Conscious Curiosity
Searching for the Next Breakthrough

Date : 2015. 05. 20~21 / Location : DDP(Dongdaemun Design Plaza)

Meet our speakers, who are active leaders in the T.I.M.E. (Technology, Information, Media, Entertainment) areas.

Eun-Mee Kim Eun-Mee Kim

Professor, Dept. of Communication, ITCT Studies, Seoul National University

After spending a couple of years working at a marketing research firm in Seoul after college, Kim Eun-mee soon realized an executive in a marketing firm is not her life goal. She turned her wheel and went on to Northwestern University in Evanston, a suburban town near the Windy City Chicago for PhD in Communication Studies. She thinks she was lucky enough to have met her advisor Dr. Wildman, who was an economist teaching on media industry-related issues. Under his guidance Kim was able to be exposed to a variety of areas, many times crossing the borders of academic disciplines, including communication, marketing, technology and management.

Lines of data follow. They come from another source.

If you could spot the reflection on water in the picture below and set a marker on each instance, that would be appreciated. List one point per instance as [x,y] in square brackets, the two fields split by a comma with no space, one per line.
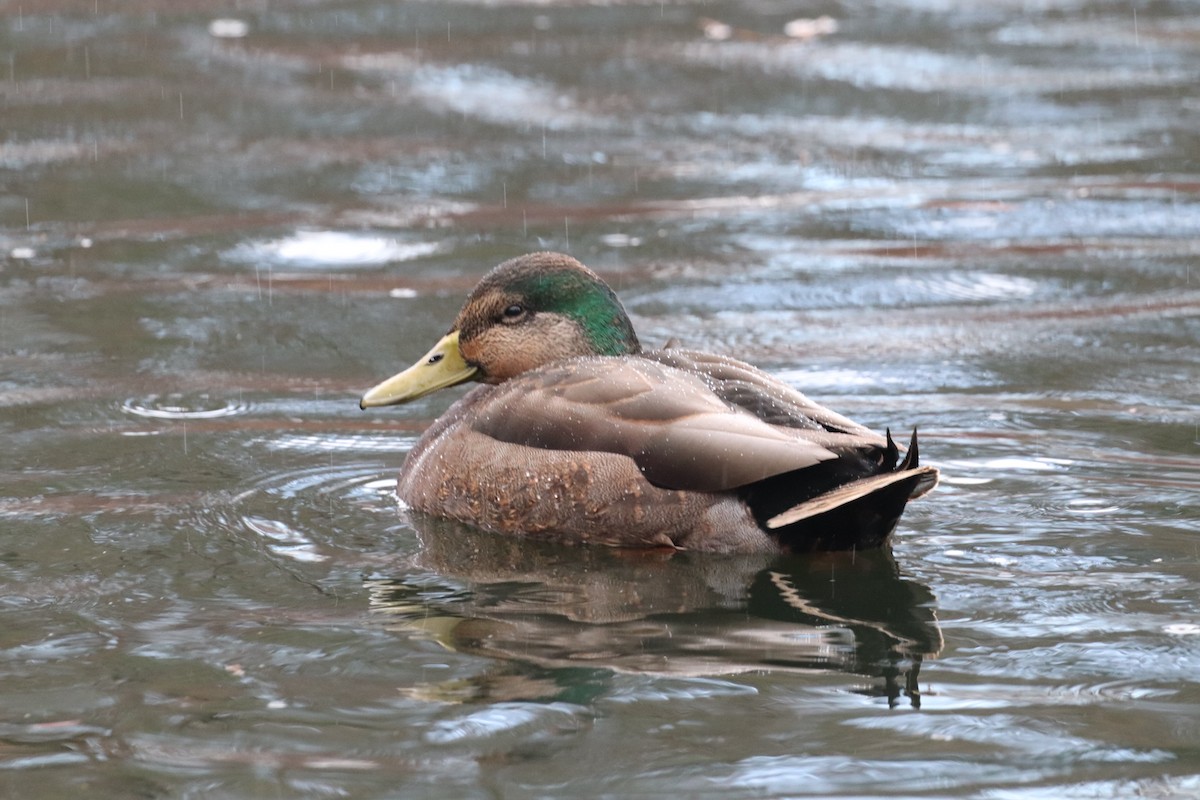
[658,613]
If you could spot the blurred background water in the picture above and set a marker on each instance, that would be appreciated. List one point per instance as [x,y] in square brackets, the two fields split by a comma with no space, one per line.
[221,222]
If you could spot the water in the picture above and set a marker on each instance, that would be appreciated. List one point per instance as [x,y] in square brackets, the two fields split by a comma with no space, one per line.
[219,228]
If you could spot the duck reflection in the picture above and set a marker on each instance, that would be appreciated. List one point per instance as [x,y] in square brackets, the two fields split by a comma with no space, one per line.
[543,608]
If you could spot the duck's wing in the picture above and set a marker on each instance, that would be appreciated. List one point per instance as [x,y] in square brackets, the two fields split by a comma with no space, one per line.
[673,422]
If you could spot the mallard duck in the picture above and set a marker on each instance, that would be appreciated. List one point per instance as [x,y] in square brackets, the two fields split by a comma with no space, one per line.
[579,434]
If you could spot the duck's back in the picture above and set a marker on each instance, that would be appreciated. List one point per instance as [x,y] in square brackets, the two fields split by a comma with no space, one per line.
[666,447]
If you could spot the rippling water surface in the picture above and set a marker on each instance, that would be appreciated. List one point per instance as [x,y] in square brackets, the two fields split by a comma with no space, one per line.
[220,223]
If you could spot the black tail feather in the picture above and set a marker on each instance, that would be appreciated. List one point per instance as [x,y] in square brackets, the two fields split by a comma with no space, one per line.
[911,459]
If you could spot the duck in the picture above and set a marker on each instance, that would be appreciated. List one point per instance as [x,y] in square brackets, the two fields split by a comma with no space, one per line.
[579,434]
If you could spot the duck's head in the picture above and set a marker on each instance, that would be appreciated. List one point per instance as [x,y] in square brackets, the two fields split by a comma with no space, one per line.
[523,314]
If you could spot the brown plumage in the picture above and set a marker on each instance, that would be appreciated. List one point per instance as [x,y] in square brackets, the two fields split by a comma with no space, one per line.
[580,435]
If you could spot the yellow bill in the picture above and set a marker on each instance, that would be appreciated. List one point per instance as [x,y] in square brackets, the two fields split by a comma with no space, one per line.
[441,367]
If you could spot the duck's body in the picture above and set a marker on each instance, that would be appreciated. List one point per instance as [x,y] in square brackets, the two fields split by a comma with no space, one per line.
[583,437]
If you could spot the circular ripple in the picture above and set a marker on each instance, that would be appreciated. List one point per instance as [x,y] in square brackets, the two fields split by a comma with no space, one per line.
[183,407]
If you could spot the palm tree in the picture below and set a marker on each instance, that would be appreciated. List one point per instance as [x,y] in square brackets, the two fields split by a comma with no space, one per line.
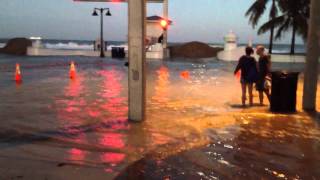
[295,14]
[256,11]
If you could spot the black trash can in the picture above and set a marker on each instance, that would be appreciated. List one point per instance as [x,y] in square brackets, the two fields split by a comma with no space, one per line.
[118,52]
[284,92]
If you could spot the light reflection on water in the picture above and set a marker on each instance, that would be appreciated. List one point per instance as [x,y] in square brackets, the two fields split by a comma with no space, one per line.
[190,107]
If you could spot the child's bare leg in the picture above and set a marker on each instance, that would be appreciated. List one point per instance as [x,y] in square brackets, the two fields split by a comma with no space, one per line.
[244,92]
[261,97]
[250,87]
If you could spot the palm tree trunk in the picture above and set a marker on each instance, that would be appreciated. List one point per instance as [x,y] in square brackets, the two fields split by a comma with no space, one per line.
[272,15]
[271,40]
[311,69]
[293,40]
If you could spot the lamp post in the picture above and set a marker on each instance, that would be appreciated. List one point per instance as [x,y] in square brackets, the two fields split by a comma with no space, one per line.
[101,24]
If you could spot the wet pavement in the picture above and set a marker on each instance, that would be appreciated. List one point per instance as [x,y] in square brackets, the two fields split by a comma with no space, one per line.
[56,128]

Back in Korea, she began to teach at Kookmin University and Yonsei University before taking a current position as a professor in Communication at Seoul National University.

She would characterize her life track so far as nomadic. She was too curious to dive deep into one area of study (which she oftentimes thinks of as her weak point), has moved from one university to another more than an average academician in Korea, and is currently in charge of running an interdisciplinary program in Information Science and Culture.

She loves travelling, walking aimlessly around the city, reading books unrelated to her own study, and chatting with her colleagues, a lot of times from different disciplines. She has served as visiting scholars at London School of Economics and Fudan University. The experiences of living in London and Shanghai, for one year each, have become a great asset for her and broadened her horizons.

Her major research area has been social and cultural consequences of digital transformations. Within this umbrella area, she has recently concentrated on the topics of cultural consumption, cultural industries and adolescents’ digital media use and literacy. She has co-authored On Creativity and SNS Revolution: Myths and Practices.